Evaluate escaped string

Question

I have some strings in a file that are already escaped. So the content of the file looks like this:

Hello\nWorld. This is\tGreat.

When I read the file, I get \n as two different characters instead of one.

How can I convert an escaped string to a non-escaped one?
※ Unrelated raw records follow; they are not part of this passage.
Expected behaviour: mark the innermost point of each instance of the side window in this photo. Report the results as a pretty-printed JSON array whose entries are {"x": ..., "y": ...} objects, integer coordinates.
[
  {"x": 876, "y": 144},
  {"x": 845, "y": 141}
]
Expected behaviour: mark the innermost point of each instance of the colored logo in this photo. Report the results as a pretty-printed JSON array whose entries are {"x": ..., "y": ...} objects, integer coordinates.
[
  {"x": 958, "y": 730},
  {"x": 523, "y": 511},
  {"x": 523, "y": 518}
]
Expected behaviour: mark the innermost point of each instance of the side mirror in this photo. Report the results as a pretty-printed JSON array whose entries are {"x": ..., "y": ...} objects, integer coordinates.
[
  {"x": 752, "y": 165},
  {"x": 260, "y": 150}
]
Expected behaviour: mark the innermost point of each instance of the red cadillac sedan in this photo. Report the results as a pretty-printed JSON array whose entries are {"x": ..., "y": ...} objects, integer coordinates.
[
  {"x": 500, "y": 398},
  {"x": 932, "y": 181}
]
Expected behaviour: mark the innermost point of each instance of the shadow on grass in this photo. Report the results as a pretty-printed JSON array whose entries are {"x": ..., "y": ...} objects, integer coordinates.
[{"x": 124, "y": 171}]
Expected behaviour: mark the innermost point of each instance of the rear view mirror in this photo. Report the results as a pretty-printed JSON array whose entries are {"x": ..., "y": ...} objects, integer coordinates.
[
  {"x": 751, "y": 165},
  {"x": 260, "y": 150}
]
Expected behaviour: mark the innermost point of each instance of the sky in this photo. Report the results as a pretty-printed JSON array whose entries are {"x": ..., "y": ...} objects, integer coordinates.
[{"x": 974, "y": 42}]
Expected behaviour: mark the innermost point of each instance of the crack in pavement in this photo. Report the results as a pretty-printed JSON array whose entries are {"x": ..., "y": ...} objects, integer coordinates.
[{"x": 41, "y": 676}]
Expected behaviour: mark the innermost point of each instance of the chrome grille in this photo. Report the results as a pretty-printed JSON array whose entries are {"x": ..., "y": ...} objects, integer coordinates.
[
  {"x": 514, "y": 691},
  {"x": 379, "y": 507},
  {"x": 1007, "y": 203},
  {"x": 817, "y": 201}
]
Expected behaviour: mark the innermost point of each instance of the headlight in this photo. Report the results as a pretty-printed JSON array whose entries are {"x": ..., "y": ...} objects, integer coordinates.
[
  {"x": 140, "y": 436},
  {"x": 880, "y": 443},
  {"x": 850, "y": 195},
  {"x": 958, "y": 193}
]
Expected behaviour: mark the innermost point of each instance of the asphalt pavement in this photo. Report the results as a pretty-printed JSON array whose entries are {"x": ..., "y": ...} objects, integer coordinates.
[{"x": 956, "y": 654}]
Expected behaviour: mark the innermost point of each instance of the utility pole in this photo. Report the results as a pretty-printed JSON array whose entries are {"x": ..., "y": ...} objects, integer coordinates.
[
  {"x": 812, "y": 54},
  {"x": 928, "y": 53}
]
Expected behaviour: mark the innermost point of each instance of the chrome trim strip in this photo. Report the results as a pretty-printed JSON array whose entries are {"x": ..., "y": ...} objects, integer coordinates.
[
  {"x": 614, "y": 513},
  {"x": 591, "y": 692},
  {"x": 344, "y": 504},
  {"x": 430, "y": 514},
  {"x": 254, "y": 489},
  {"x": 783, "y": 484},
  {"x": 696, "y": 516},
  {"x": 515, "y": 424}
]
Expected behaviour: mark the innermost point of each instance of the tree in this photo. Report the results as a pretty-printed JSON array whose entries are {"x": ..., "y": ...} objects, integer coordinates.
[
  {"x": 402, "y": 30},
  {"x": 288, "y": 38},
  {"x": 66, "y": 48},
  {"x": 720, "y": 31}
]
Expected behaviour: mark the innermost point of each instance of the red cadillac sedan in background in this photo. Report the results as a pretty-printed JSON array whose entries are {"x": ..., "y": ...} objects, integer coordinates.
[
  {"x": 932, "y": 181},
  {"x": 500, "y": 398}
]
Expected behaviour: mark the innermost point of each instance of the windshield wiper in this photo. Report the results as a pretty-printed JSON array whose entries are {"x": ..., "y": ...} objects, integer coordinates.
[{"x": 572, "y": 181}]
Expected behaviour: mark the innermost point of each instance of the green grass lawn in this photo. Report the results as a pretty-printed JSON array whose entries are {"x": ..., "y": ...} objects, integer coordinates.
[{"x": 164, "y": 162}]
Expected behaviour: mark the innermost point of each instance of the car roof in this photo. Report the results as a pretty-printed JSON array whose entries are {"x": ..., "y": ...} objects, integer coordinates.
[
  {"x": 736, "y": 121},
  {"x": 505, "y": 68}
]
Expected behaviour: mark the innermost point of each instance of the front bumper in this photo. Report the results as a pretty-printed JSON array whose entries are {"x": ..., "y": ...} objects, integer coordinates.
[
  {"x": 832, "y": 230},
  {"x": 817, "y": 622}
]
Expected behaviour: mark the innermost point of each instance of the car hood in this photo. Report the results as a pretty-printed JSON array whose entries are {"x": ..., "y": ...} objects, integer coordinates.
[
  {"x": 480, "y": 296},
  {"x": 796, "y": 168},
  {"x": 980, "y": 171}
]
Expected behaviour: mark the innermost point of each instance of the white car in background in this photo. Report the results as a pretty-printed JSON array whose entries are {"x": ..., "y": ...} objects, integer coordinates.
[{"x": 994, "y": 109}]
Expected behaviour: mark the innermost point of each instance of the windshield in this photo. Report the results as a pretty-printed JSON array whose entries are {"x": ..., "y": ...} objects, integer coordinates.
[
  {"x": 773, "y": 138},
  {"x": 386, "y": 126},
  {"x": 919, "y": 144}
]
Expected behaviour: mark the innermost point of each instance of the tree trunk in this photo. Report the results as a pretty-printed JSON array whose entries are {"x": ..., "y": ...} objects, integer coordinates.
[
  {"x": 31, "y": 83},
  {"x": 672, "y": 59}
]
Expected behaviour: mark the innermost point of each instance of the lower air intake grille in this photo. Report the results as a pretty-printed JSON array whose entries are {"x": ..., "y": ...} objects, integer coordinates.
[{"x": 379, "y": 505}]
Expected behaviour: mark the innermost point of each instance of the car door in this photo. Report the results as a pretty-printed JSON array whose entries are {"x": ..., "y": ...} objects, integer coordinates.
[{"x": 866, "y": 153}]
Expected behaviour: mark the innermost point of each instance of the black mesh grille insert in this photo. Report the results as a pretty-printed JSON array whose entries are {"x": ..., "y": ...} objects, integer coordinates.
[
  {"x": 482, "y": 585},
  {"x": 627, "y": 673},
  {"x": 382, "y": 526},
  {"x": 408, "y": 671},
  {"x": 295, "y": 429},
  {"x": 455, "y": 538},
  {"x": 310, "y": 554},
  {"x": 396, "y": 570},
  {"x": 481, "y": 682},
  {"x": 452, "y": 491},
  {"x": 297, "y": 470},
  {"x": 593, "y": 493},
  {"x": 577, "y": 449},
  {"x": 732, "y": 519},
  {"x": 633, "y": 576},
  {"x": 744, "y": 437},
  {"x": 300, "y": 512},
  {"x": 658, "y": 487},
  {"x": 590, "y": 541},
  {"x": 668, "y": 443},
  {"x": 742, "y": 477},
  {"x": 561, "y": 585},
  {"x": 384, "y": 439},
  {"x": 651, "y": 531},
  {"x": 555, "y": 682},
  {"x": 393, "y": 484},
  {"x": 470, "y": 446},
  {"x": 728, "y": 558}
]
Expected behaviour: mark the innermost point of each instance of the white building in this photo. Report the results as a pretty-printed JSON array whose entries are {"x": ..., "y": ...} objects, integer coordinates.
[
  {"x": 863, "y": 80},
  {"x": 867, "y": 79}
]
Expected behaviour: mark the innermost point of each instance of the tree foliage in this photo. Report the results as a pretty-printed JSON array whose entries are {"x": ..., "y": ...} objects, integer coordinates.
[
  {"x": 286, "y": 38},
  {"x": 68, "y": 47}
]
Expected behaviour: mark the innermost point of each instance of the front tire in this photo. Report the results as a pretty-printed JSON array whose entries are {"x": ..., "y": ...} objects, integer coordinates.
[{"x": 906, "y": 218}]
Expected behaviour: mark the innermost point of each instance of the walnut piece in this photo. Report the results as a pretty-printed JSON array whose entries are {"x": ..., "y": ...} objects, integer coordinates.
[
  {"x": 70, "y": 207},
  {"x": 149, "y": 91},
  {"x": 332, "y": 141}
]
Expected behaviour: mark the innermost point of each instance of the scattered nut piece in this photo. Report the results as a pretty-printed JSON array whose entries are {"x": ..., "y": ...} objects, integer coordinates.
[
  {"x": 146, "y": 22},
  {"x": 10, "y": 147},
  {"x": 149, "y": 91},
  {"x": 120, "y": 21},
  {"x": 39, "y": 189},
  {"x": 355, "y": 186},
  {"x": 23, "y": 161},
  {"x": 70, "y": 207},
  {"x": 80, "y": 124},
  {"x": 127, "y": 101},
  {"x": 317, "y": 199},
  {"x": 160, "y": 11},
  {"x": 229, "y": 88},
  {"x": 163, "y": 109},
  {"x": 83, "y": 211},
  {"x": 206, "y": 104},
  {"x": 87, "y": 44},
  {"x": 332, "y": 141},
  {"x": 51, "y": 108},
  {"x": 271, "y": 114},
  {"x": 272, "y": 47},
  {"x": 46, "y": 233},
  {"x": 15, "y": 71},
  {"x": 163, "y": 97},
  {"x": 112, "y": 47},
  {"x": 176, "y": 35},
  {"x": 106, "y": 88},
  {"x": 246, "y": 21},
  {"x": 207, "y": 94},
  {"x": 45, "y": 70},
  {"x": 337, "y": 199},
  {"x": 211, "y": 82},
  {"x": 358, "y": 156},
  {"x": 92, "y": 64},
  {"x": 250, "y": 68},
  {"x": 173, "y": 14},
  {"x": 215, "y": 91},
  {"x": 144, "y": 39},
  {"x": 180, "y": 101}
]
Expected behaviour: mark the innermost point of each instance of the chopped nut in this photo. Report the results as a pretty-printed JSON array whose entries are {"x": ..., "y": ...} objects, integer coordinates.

Can it contain anything C# string literal can contain, like Unicode escape sequences? What about quotation marks? — svick
– svick, Commented Jul 8, 2011 at 19:00

mcdrewski · Accepted Answer · 2014-08-24 12:43:30Z

based on @deAtog 's code, i made some minor additions

support \U00000000 format chars

simplify the hex conversions somewhat

string UnEscape(string s)
{
    StringBuilder sb = new StringBuilder();
    Regex r = new Regex("\\\\[abfnrtv?\"'\\\\]|\\\\[0-3]?[0-7]{1,2}|\\\\u[0-9a-fA-F]{4}|\\\\U[0-9a-fA-F]{8}|.");
    MatchCollection mc = r.Matches(s, 0);

    foreach (Match m in mc)
    {
        if (m.Length == 1)
        {
            sb.Append(m.Value);
        }
        else
        {
            if (m.Value[1] >= '0' && m.Value[1] <= '7')
            {
                int i = Convert.ToInt32(m.Value.Substring(1), 8);
                sb.Append((char)i);
            }
            else if (m.Value[1] == 'u')
            {
                int i = Convert.ToInt32(m.Value.Substring(2), 16);
                sb.Append((char)i);
            }
            else if (m.Value[1] == 'U')
            {
                int i = Convert.ToInt32(m.Value.Substring(2), 16);
                sb.Append(char.ConvertFromUtf32(i));
            }
            else
            {
                switch (m.Value[1])
                {
                    case 'a':
                        sb.Append('\a');
                        break;
                    case 'b':
                        sb.Append('\b');
                        break;
                    case 'f':
                        sb.Append('\f');
                        break;
                    case 'n':
                        sb.Append('\n');
                        break;
                    case 'r':
                        sb.Append('\r');
                        break;
                    case 't':
                        sb.Append('\t');
                        break;
                    case 'v':
                        sb.Append('\v');
                        break;
                    default:
                        sb.Append(m.Value[1]);
                        break;
                }
            }
        }
    }

    return sb.ToString();
}

Community · Accepted Answer · 2017-05-23 10:33:58Z

4

You can try using System.Text.RegularExpressions.Regex.Unescape.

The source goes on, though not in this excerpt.